1. Adjustable-Rate Mortgages (ARMs): A great option for some buyers to consider is an adjustable-rate mortgage (ARM). ARMs offer a fixed interest rate for an initial period, typically between 5-10 years, followed by periodic adjustments based on market conditions.

While ARMs carry some risk, they often come with lower initial interest rates compared to fixed-rate mortgages, making them attractive in a high-interest rate market.

 

2. Cash-Out Refinancing: Cash-out refinancing is an option for homeowners who have built up equity in their homes.

With this type of refinancing, you can borrow against the equity in your home and receive the difference in cash. This can be beneficial in a rising interest rate market as it allows you to access funds for home improvements, debt consolidation, or other financial needs.

 

3. Government-Sponsored Refinancing Programs: Additionally, there are government-sponsored refinancing programs available, such as the Home Affordable Refinance Program (HARP) or the Federal Housing Administration (FHA) Streamline Refinance program.

These programs cater to specific qualifications and can provide opportunities to refinance your home even in a high-interest rate market.

 

4. Rate-and-Term Refinance: This is the most common type of refinancing where you replace your existing mortgage with a new one that has better terms, such as a lower interest rate or shorter loan term.

With a rate-and-term refinance, you can potentially reduce your monthly payments or pay off your loan sooner. 

 

5. VA Interest Rate Reduction Refinance Loan (IRRRL): If you are a veteran, active-duty service member, or eligible surviving spouse with an existing VA loan, you may qualify for an IRRRL. This program enables you to refinance your VA loan to obtain a lower interest rate, potentially reducing your monthly payments and saving money over time.

 

Although real estate interest rates are on the rise, it should not discourage you from purchasing a home now. By exploring various refinancing options such as fixed-rate and adjustable-rate mortgages, cash-out refinancing, or government-sponsored programs, you can still secure favorable terms and lower monthly payments.

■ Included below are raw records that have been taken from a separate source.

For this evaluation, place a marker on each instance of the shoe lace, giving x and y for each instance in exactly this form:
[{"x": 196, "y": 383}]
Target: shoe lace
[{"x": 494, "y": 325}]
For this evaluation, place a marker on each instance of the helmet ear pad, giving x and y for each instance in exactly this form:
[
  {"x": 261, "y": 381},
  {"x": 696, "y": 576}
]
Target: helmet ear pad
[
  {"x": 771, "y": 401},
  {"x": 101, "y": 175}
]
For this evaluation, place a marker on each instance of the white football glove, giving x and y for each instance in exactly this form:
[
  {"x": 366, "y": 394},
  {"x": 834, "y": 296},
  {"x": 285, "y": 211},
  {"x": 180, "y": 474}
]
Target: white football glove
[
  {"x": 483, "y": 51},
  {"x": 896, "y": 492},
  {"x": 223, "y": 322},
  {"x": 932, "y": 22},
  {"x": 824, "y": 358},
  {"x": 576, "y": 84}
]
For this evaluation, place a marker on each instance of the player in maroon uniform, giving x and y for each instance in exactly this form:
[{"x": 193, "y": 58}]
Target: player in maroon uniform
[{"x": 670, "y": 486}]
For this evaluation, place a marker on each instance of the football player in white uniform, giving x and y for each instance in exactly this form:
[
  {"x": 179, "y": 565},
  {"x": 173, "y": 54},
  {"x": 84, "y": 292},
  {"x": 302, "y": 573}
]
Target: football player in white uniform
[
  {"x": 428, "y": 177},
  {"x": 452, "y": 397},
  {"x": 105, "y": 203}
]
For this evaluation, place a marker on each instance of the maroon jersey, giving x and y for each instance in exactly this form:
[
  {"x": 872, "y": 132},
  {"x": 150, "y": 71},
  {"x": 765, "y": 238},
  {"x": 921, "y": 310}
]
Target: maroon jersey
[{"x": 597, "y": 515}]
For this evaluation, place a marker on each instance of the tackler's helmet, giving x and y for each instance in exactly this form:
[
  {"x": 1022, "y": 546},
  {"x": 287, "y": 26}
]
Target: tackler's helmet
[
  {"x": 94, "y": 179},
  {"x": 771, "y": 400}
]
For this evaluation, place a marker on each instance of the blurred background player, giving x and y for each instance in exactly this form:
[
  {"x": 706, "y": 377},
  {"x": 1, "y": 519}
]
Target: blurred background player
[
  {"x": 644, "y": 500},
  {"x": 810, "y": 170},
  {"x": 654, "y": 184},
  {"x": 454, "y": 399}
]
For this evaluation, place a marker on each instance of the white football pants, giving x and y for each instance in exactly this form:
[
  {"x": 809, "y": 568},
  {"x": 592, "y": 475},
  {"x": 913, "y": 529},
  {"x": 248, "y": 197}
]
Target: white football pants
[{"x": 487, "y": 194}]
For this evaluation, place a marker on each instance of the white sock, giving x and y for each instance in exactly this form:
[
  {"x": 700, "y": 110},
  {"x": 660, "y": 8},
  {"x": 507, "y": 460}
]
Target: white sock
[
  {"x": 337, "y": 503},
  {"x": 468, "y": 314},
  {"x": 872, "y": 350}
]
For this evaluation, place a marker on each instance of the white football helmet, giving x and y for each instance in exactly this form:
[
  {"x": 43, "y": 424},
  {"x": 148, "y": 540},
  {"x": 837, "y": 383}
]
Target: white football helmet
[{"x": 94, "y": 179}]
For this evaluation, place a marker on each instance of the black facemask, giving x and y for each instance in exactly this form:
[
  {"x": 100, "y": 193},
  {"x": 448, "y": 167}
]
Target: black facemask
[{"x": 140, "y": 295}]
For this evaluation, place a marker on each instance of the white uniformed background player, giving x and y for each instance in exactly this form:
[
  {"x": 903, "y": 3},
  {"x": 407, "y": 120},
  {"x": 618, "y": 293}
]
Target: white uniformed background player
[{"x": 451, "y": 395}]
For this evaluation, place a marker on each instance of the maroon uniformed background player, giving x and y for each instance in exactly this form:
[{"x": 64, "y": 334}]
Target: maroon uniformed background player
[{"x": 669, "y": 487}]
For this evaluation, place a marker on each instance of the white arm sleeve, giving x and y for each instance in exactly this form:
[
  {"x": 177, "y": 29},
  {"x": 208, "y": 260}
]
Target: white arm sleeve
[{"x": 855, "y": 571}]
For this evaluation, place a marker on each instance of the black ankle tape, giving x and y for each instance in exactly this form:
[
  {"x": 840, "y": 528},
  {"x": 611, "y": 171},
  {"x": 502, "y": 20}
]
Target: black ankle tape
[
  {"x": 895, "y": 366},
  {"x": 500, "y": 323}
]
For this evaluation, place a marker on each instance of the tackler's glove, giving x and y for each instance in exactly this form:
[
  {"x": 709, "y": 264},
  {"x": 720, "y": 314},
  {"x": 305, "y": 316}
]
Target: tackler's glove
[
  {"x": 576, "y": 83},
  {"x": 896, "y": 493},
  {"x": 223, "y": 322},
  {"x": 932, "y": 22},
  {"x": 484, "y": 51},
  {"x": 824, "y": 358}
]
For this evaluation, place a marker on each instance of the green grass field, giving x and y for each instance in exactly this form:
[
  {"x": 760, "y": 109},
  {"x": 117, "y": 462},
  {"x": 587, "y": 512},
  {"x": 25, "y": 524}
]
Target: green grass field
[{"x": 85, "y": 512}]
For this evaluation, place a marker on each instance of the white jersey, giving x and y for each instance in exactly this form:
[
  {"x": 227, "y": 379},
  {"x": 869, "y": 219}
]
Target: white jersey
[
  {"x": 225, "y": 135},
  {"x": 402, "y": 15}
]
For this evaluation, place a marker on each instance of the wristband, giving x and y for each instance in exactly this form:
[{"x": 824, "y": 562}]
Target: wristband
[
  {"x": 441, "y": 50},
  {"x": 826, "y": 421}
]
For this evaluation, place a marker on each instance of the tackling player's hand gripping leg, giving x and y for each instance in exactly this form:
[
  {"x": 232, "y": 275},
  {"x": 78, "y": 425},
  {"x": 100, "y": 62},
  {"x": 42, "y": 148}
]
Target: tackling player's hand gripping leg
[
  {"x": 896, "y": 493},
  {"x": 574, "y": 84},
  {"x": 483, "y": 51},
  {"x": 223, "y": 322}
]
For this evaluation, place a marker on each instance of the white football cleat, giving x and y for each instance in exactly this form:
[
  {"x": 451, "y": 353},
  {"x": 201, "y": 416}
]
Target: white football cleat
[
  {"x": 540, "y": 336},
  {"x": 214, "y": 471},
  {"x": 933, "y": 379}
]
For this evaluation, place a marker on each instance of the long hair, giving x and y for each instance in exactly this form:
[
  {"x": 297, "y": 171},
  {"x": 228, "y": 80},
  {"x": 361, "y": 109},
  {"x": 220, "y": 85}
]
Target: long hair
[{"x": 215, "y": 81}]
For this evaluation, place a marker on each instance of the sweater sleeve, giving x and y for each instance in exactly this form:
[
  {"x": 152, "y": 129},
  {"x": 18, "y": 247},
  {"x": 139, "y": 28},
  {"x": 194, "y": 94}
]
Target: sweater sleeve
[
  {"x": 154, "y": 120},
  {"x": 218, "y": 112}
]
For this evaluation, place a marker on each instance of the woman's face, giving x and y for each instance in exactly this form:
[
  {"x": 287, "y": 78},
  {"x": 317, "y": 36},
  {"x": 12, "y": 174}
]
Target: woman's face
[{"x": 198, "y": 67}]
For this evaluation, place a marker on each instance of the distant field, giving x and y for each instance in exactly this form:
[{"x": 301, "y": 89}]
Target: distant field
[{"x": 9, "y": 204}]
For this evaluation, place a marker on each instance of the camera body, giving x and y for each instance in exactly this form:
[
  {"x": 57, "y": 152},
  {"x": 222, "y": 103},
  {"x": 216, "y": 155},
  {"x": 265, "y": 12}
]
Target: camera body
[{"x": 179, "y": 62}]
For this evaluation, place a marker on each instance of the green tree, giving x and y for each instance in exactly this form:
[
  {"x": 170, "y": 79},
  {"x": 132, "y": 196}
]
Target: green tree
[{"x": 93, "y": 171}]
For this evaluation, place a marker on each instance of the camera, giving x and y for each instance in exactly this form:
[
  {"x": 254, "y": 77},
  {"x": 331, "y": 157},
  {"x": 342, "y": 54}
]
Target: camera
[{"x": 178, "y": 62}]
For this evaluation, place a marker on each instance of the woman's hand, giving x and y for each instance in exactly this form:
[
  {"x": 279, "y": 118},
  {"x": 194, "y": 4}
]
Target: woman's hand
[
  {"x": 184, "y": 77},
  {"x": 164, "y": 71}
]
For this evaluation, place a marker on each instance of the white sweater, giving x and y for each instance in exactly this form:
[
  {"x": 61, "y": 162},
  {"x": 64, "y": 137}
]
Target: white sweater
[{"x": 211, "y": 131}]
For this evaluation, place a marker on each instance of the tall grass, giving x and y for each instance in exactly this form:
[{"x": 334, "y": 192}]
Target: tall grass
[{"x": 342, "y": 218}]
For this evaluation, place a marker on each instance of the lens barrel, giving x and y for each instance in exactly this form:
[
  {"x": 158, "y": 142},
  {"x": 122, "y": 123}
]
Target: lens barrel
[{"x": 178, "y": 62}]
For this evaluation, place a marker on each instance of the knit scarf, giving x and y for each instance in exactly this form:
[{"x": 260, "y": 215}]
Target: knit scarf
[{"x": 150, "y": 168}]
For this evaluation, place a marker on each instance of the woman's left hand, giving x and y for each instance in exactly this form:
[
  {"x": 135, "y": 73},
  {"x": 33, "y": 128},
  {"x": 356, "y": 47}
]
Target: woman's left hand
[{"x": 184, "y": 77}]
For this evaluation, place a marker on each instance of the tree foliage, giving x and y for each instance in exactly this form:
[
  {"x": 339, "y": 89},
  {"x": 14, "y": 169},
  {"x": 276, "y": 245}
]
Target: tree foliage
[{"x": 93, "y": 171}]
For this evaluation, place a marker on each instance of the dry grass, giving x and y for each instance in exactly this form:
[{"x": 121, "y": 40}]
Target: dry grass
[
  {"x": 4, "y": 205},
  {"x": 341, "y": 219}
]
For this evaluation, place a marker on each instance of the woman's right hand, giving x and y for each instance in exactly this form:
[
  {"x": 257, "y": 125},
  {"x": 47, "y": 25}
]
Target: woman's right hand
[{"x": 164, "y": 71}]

With careful consideration and expert guidance on your side, like a highly-rated and recommender lender or financial advisor, you can make sound financial decisions and achieve your homeownership goals even in a high-interest rate market.

If you're currently looking for guidance in your new home search, give us at call to discuss your goals in your home search! You can reach Scott Zielinski at 856-265-8671 or e-mail Scott@zhomesrealestate.com to get started today!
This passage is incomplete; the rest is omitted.